Meet Our Instructors



Rozzell Medina (he/him), Lead Instructor

Rozzell's passion for teaching is rooted in a belief that people learning together, in community, can greatly improve people's lives and our society as a whole. However, this won't happen if we model our classrooms and learning communities after institutions that harm people and the health of our society. So Rozzell looks to nature, Indigeneity, art, and liberation for inspiration to create healthy and creative learning communities. In addition to managing programs and serving as the lead instructor of Humanity in Perspective, Rozzell is the festival director of the Portland EcoFilm Festival. Previously, he founded and directed the creative learning nonprofit, Public Social University, which transformed art galleries, cafes, museums, and public parks into free,  temporary community schools. He also directed the Chiron Studies program at Portland State University, which enabled students to create, design, and instruct official, for-credit classes.

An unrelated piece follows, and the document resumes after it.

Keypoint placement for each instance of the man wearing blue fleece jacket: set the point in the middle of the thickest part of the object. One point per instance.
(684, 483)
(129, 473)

Rozzell grew up in and around Choctaw, Oklahoma; San Francisco, California; and San Antonio, Texas. He has lived in Portland for about 20 years, though he loves wandering off now and then, mostly to visit ancestral homelands in Mexico and New Mexico.

 

Christopher Ian Foster is the author of Conscripts of Migration: Neoliberal Globalization, Nationalism, and the Literature of New African Diasporas (2019). He served as an Assistant Professor of English and Africana Studies at Jackson State University and James Madison University after receiving a Ph.D. in English from the Graduate Center of the City University of New York (2015). He has published widely in postcolonial and diaspora studies and has taught courses on globalization for the International Studies Program at Colorado State University. He lives in Portland with his partner and currently teaches in the Black Studies and International & Global Studies departments at Portland State University.
 

Eben Pindyck has written for The New York Times MagazineThe New Yorker, and VICE, among others. He was an O'Brien Fellow in Public Service Journalism at Marquette University.

 

Manya Yana Campos is a Xicana poet, multidisciplinary artist, educator and mother creature. She has been published in Ofrenda magazine, We’Moon, and The Jefferson Journal. She is the author of two chapbooks, Blue Corn, Mixed Masa, and the Occasional Magic Trick and a look of defiance. radiant. She just completed a hybrid manuscript titled Legalize My Mother and is a two-time recipient of the Haines & Friends Visual Arts Grant for her multimedia installation, Latina Geniuses are everywhere. Manya received her MFA from Pacific Northwest College of Art.